Need to change policies to rectify trade gap

KATHMANDU, July 12

Import substitution has been mentioned at least once in the budget documents of the last five years as a means to narrow down Nepal’s ballooning trade deficit.

Nepal’s trade gap has been widening year after year and stood at a whopping Rs 557.13 billion in the first 10 months of the current fiscal year, show the data of Nepal Rastra Bank. This is because of discrepancy in exports and imports of merchandise goods.

If the current trend continues, Nepal’s trade deficit will further expand in the next fiscal when the country has to import goods to fulfill reconstruction needs.

So, does this indicate imports are not healthy for an economy? No. But the problem with Nepal is that it has not been able to offset the impact of imports by raising exports. In the first 10 months of the current fiscal year alone, Nepal imported merchandise goods worth Rs 628.10 billion. In contrast, merchandise exports, in the same period, stood at mere Rs 70.97 billion.

In other words, for every rupee of exports, the country imported Rs 11.3 worth of merchandise goods.

One of the reasons for burgeoning imports is that the country has to bring in everything from petroleum products to other raw materials from abroad, as very few of these goods are locally produced. This means the country has to first import to be able to export finished goods.

In this regard, sudden fall in imports also does not bode well for the country, as it indicates slowdown in industrial activities, which is not good for the economy.

But lately lots of goods meant for domestic consumption, which are being produced in the country at almost the same price as imported ones, are also being brought in from foreign countries. In other words, foreign products with relatively better competitive advantage are fast replacing domestic products.

This, in a way, is benefiting consumers, as they are being able to purchase goods of similar quality at relatively lower prices. And they are not likely to simply revert to domestic products unless they get value for their money.

So, the only way to lure consumers towards domestic products is to enhance competitive advantage of domestic industries.

Production capacity and cost competitiveness of domestic industries are eroding fast because of problems, such as prolonged hours of power cuts, inadequate transport infrastructure, lack of technology transfer and innovation, recurring labour disputes, shortage of facilities, such as warehouse and testing laboratory, lack of skilled human resources and policy inconsistencies. While these critical issues need to be addressed immediately to enhance competitiveness of domestic industries, what is also important is to identify imported foreign products manufactured using direct and indirect subsidies extended by governments of those countries.
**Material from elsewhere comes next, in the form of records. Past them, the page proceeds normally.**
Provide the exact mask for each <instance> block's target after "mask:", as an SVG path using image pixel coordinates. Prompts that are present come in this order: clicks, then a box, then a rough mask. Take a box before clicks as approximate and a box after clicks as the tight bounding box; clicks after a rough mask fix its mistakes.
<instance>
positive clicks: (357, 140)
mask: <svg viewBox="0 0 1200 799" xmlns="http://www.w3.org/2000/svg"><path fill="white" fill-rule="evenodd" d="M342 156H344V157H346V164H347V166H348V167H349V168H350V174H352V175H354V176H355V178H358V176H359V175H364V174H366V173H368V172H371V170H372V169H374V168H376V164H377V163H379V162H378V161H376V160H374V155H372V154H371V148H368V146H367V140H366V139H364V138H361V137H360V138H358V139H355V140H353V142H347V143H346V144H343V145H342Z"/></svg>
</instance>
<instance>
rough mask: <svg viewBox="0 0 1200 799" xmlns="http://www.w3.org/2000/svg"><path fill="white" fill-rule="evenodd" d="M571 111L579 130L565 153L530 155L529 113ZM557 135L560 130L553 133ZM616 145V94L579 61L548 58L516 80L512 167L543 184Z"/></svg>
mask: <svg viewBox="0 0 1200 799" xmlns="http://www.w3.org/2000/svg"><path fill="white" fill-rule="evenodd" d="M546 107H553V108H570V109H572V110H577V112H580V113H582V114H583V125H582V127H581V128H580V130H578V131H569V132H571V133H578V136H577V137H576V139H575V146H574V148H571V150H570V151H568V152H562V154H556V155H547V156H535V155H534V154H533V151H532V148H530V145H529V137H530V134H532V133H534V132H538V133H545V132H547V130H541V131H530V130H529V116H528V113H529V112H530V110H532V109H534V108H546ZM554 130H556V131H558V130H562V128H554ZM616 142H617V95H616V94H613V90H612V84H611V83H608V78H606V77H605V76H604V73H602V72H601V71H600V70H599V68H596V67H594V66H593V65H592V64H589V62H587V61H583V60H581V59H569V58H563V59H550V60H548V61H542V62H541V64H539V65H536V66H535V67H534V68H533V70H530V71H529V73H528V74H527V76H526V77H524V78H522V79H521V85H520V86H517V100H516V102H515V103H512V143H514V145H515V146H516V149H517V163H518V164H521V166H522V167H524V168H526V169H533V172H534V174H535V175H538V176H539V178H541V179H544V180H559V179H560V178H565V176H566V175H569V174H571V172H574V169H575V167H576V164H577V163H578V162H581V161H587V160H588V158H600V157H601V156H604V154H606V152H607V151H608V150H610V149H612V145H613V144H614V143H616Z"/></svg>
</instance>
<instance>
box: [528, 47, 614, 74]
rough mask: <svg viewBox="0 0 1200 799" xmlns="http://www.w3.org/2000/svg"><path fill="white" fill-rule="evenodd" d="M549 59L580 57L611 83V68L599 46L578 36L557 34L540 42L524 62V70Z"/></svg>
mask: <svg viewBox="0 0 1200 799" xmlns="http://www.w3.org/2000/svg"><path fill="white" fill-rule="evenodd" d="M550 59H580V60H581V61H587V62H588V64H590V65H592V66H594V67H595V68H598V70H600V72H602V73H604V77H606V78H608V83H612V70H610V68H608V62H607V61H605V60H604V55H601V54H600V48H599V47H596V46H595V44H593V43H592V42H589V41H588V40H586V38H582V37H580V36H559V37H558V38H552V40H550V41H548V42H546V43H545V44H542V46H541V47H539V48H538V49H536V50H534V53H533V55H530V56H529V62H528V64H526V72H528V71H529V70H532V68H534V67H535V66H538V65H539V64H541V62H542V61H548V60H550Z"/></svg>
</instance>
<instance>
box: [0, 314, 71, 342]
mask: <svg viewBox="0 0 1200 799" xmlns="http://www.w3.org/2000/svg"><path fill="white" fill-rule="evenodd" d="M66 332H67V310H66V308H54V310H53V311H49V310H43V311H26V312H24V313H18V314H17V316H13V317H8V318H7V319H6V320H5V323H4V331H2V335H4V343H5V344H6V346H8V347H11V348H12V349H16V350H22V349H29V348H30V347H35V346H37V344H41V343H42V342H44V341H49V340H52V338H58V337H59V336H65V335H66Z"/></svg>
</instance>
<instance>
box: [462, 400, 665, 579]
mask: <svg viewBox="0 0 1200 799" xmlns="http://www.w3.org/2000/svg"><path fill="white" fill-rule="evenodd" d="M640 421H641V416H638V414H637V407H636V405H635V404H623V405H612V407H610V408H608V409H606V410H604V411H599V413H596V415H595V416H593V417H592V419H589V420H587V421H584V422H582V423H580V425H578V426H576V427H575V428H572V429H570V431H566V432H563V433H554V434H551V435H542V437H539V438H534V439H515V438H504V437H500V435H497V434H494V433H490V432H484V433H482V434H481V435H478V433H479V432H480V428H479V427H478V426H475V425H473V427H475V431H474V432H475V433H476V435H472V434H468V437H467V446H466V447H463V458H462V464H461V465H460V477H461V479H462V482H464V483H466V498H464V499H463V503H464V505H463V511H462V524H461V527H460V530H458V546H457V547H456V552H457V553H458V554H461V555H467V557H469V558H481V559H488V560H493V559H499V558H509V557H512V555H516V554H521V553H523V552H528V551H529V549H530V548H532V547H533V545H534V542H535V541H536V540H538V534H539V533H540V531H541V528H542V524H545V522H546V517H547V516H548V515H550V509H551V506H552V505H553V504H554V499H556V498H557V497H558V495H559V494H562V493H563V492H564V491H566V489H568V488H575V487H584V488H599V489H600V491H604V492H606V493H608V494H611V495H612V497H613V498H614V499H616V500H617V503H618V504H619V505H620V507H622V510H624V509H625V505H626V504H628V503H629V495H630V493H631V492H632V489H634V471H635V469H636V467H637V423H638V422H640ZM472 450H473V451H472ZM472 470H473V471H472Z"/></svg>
It is well known that direct and indirect subsidies extended by developed countries, as well as India and China, are reducing competitiveness of Nepal’s agricultural products. Such benefits provide leverage to foreign firms to sell goods at cheaper prices, while domestic firms, that are not entitled to those benefits, suffer.

Also, the government should identify products in which Nepal is self-sufficient and curb import of such goods. However, such protection should be given to industries which produce high-quality products, so that consumers are not forced to consume low-quality products in the name of protecting Nepali industries. This will ensure the country’s hard-earned foreign currency is utilised only in areas where there is demand-supply gap between Nepal-made goods.

“In this regard, we want the government to reduce import duties on raw materials and impose higher customs tariffs and countervailing duties on selected imported products. This can only provide domestic industries an edge,” said Saurabh Jyoti, chairperson of Tax and Revenue Committee at the Federation of Nepalese Chambers of Commerce and Industry.

As of now, the Ministry of Agricultural Development has identified some imported cereal crops, vegetables and fruits that are gaining undue advantage over domestic products because of subsidies.

However, the Ministry of Commerce and Supplies, which is drafting the Safeguard, Anti-dumping and Countervailing Bill to protect and promote domestic industries, is yet to identify such goods, a senior MoCS official said.

If the government can identify those goods and impose extra duties on them, ‘more domestic industries can flourish here’, added Jyoti. This will ultimately create more jobs, generate more revenue for the government, and give a boost to capital formation process.